KAŞ’TA BATIK DAKOTA!
2009’da Kaş’ta 17-26 metre aralığında derinliğe kasıtlı olarak batırılan DC-3 Dakota’nın etkileyici bir tarihi var. Uzunluğu 20 metre olan ve 30 metre kanat açıklığına sahip olan Dakota, İkinci Dünya Savaşı sırasında Türk paraşütçülerini taşıdı. Bugün yapısal olarak çok sağlam bir durumda olmasa da ikonik ikiz pervaneli motorlarıyla su altı fotoğrafçıları ve dalgıçlar için mükemmel bir fırsat sunuyor.
İlgili Haber | Dam Üstünde Dakota
BOEING 737 KANADA’DA BATIRILDI!
Ocak 2006’da, British Columbia Yapay Resif Derneği tarafından Kanada’da batırılan Boeing 737, Kuzey Amerika’nın ilk yapay uçak batığı oldu. 30 m derinde oturtulmuş olan 737 için dalgıçların soğuk su ve nispeten zayıf görünürlük için kendilerini hazırlamaları öneriliyor. İyi bir eğitime sahip olan dalgıçlar, uçağın bir mağaraya benzeyen gövdesini keşfedebilirler.
MALTA’NIN DERİNLİKLERİNDE BİR UÇAK!
Malta Delimara açıklarındaki batık Bristol Blenheim bombardıman uçağı, 42 metre derinlikte. Bu yüzden eğlence amaçlı dalış yapanların görme ihtimali yok. Aralık 1941’de, düşman ateşi ile büyük zarar gören uçağın pilotu, yakındaki piste inerek tehlikeyi oraya da sıçratmak yerine çareyi uçağı denize düşürmekte buluyor. Neyse ki, tüm mürettebat kurtuluyor.

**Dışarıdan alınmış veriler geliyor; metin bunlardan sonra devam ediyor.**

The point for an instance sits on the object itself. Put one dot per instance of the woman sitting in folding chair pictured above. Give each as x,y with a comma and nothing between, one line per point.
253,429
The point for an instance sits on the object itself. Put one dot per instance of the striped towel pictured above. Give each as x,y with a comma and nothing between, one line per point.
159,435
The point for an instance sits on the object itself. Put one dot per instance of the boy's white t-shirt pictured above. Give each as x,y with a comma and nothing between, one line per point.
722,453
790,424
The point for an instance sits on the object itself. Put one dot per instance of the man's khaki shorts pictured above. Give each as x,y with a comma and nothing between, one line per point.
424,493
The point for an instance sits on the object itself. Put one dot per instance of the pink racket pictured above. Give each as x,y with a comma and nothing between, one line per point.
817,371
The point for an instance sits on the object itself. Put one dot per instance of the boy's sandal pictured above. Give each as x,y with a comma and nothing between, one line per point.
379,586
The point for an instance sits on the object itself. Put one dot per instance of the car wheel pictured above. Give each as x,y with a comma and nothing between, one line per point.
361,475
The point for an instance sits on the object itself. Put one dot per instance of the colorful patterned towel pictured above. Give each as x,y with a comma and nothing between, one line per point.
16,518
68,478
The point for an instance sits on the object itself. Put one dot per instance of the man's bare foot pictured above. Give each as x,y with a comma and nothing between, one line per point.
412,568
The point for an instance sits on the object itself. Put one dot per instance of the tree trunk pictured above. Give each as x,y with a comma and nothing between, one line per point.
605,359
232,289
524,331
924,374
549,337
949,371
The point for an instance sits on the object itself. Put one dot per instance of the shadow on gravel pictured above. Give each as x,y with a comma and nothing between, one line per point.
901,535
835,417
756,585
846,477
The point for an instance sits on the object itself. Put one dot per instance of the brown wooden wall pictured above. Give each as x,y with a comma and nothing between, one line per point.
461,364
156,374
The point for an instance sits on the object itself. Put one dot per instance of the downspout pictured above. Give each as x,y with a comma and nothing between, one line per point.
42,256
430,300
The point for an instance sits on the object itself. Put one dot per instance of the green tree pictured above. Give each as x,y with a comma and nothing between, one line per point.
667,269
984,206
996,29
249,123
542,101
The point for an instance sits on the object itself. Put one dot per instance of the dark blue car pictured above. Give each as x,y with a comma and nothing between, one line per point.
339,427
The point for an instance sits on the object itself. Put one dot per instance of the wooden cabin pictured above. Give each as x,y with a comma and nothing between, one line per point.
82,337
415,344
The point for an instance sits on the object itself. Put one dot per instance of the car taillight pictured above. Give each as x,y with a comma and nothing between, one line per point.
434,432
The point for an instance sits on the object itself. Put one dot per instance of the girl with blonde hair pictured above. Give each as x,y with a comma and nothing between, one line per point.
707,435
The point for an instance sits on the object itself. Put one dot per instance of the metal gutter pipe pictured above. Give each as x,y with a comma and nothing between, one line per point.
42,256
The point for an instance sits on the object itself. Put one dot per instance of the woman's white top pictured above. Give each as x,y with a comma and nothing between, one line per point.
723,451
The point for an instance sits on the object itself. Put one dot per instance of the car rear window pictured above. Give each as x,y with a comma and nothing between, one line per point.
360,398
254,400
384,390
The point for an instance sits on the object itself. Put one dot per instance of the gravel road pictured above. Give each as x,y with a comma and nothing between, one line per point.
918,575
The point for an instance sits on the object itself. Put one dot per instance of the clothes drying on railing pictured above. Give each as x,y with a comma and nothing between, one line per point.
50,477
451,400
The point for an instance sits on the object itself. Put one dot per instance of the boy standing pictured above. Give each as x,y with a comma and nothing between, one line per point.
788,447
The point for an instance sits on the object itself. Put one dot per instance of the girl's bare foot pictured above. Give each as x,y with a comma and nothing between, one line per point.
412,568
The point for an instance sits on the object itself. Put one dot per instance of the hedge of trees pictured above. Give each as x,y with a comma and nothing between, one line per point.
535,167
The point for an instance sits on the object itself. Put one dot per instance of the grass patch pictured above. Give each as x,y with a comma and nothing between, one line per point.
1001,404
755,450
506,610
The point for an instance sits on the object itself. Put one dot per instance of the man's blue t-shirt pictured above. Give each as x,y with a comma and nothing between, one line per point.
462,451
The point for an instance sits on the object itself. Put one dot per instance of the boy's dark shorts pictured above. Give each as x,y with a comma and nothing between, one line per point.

AYNI YERDE İKİ BATIK UÇAK!
Bir batık uçakla yetinmeyen dalgıçların Aruba’ya gitmelerini önerebilirim. Burada, tek bir dalışta hem DC-3 hem de S-11’in batıklarını keşfetmeniz mümkün. Her iki uçak da kasten batırılmış. Lenny Kasırgası’nın iki parçaya ayırdığı DC-3 uçağının burun kısmının yanı sıra daha yeni ve daha sağlam olan S-11 dalgıçları bekliyor. Uçaklar yaklaşık 25 m derinlikte. Bu yüzden yeni başlayanlar için iyi bir dalış opsiyonu olabilir.
SORU İŞARETLERİYLE DOLU!
Mikronezya’da bulunan Mitsubishi G4M, nam-ı diğer Betty bombacısının batığı, en az bozulan uçaklardan biri olması ile birlikte en ilginç hikayeye sahip olanlarından. Tarihçiler 1944 yılında Etten Adası’nda bulunan havaalanına (airstrip) inmeye çalışırken kendi kendine mi düştü yoksa ABD kuvvetleri tarafından vurularak mı indirildiğine henüz karar veremedi. Bildiğimiz tek şey 15 metre derinlikte mercan örtüsünün altında dalgıçları beklediği.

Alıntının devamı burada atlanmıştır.